According to SEC filings, Allianz has lent Israel $1bn since 2023.
(An SEC filing is a formal document a company submits to the U.S. Securities and Exchange Commission — the federal agency that regulates financial markets and public companies in the United States.)
Changing the rules of engagement
In 2025, Allianz Global Investors scrapped two of its own ESG exclusion rules so that its sustainable (Article 8) funds could invest in defence and rearmament.
The two deleted rules were:
- The military equipment and services cap — a rule whereby their funds couldn’t hold companies earning more than 10% of revenue from military equipment and services.
- The nuclear weapons ban — a blanket exclusion on any and all nuclear-weapons-related activity.

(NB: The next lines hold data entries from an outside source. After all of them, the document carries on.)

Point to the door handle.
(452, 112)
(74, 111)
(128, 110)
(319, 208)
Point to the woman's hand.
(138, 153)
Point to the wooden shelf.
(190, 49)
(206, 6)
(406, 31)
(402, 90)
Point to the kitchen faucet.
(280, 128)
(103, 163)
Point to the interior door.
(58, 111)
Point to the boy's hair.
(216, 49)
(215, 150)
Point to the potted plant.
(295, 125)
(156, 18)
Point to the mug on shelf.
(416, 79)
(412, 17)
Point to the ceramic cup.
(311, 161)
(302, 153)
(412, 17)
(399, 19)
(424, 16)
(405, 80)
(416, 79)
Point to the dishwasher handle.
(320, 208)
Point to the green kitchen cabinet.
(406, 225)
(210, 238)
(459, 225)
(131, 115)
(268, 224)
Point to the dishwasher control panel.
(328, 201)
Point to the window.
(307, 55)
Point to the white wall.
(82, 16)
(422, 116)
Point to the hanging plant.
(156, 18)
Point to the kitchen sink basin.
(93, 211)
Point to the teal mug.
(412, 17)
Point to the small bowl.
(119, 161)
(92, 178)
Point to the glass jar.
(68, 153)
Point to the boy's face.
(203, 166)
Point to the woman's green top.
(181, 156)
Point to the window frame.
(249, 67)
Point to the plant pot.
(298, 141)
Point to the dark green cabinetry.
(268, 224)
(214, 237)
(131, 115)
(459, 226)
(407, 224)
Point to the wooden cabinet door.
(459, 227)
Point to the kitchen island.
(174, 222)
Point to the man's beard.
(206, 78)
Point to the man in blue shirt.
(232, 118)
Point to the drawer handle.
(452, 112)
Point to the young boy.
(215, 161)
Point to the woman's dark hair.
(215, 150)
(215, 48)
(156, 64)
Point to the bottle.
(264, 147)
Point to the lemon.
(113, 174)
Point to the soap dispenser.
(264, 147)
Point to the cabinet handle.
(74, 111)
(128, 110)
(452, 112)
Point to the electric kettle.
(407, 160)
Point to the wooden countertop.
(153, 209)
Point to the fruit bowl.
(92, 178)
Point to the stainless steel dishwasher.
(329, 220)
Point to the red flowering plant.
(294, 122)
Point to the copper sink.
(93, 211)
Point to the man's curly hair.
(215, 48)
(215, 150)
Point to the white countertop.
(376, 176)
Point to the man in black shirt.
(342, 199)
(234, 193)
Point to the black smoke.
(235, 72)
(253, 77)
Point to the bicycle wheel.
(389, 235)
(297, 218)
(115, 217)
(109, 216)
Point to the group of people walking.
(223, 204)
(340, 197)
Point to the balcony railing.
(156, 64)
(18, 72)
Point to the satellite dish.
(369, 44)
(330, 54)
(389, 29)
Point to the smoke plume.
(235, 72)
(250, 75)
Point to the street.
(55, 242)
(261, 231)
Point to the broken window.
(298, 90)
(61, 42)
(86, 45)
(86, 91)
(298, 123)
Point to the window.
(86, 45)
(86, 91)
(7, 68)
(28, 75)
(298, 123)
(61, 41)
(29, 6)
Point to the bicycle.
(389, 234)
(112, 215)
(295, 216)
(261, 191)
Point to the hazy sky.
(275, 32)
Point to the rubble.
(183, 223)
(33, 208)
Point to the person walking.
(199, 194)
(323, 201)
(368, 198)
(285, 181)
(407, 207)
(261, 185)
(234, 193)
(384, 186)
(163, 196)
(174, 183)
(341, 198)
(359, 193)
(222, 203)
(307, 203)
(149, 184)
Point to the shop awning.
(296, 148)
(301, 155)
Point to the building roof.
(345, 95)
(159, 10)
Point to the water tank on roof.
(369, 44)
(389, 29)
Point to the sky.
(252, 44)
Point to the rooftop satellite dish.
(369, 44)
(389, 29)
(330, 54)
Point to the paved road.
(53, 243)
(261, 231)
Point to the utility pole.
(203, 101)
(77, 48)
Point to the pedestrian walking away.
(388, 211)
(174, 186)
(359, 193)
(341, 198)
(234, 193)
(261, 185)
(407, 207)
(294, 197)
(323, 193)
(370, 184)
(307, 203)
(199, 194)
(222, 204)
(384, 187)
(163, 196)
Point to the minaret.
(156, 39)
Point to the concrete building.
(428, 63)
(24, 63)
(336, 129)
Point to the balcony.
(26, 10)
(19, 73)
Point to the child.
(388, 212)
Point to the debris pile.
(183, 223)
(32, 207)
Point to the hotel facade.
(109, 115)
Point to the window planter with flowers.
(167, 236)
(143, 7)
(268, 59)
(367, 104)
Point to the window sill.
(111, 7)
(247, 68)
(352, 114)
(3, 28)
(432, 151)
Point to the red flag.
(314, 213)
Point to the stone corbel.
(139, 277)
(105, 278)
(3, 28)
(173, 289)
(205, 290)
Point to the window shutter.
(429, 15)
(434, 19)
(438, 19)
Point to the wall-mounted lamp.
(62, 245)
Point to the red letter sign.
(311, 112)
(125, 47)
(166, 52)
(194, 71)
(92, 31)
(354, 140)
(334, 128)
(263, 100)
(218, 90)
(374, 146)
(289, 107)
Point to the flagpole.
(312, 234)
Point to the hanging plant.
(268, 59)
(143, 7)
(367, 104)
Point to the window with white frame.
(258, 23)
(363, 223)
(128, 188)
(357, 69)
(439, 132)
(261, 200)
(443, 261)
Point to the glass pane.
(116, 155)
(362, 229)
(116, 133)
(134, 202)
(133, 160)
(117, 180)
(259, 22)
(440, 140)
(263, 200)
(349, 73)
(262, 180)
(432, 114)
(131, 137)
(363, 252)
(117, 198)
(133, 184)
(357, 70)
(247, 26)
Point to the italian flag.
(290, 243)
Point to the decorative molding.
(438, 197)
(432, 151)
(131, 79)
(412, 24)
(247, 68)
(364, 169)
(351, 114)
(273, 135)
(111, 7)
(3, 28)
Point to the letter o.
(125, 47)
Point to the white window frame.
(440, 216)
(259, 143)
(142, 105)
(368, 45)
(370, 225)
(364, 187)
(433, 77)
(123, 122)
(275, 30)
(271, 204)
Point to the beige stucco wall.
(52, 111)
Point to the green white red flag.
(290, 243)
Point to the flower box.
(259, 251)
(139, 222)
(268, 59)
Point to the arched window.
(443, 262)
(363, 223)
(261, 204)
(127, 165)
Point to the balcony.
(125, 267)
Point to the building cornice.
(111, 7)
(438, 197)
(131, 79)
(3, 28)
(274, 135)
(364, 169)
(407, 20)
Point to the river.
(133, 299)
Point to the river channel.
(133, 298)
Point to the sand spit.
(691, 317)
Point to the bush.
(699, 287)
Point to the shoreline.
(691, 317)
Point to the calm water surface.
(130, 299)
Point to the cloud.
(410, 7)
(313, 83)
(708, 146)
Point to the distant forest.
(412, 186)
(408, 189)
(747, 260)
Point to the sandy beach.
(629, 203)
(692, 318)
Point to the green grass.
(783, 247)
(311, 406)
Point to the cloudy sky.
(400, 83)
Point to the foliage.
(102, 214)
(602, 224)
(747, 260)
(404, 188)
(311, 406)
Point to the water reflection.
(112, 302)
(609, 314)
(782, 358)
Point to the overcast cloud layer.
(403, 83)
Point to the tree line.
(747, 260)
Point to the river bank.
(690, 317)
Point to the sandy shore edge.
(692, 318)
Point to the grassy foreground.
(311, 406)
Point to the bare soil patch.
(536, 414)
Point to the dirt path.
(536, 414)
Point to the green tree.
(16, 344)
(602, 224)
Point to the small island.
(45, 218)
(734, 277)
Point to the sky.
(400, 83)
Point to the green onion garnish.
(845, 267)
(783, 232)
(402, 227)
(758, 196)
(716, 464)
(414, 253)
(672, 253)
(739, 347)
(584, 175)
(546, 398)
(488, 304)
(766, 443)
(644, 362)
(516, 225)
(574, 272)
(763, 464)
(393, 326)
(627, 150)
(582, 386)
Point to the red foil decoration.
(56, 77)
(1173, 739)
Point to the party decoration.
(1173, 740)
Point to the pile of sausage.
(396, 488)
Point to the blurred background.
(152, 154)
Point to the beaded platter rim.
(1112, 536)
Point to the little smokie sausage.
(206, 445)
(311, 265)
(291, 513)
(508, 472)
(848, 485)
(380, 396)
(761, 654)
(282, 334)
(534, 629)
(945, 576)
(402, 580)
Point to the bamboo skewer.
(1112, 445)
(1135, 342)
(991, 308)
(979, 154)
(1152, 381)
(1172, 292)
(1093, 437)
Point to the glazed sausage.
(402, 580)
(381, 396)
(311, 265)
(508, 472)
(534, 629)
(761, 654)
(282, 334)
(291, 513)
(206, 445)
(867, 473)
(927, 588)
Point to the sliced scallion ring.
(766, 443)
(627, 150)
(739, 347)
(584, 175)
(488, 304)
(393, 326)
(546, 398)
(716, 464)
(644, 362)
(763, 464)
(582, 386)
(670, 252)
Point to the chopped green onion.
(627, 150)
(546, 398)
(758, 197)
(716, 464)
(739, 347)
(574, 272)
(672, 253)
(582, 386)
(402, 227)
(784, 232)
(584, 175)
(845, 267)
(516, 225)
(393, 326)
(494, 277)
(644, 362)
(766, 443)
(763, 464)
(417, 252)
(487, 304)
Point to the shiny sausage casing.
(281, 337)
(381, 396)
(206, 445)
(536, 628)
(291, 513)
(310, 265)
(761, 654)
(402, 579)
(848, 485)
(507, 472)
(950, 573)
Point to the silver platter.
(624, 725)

Allianz GI now permits investment in nuclear weapons activities provided they fall within the framework of the Nuclear Non-Proliferation Treaty (i.e. tied to the recognised nuclear-armed states).
A reinvention of their rules in line with the current malaise in the Middle East?
On top of this, Allianz has been outed as a principal institutional shareholder in Israel’s largest arms-maker, Elbit Systems, and is acknowledged as the insurer of Elbit UK, the company whose offices were targeted by Palestine Action.
Legally, the GAA might be bound to a contract that has another three-and-a-bit years to run, but as a major sporting property getting a replacement brand partner would not be difficult.
Shop Local
(In Derry, a local insurance company, FIND Insurance, has secured naming rights at both Celtic Park and the Abhainn Bheag facility, investing in GAA at both county and grassroots level and increasing their share of voice in the commercial insurance market.)
Ethically, the GAA ought to do and know better.
The war bonds, the stake in Elbit and the changes to the ESG strategy are all the outworkings of the Allianz parent company.
All profits flow upwards to the very same group that licenses its name to its Irish ‘sibling’.
The same company that once insured the SS now insures 9 out of every 10 Irish schools, whilst bank-rolling a genocide that includes the slaughter of thousands of innocent Palestinian children and the decimation of their education system, as well as their health and medical infrastructure.
The banners on display at the stadia in the north, the lobbying and media coverage by Peter Canavan and others, the thorough investigative work by AliMacForever and the boycotting of Israel-related produce may well be small gestures.
But those small gestures can eventually lead to bigger gestures.
Imagine the impact of the GAA severing its commercial relationship with Allianz.
Imagine the FAI refusing to play Israel in the forthcoming autumn soccer internationals.
“Bad men need nothing more to compass their ends, than that good men should look on and do nothing.”
A pot of yogurt or not, we all have a part to play.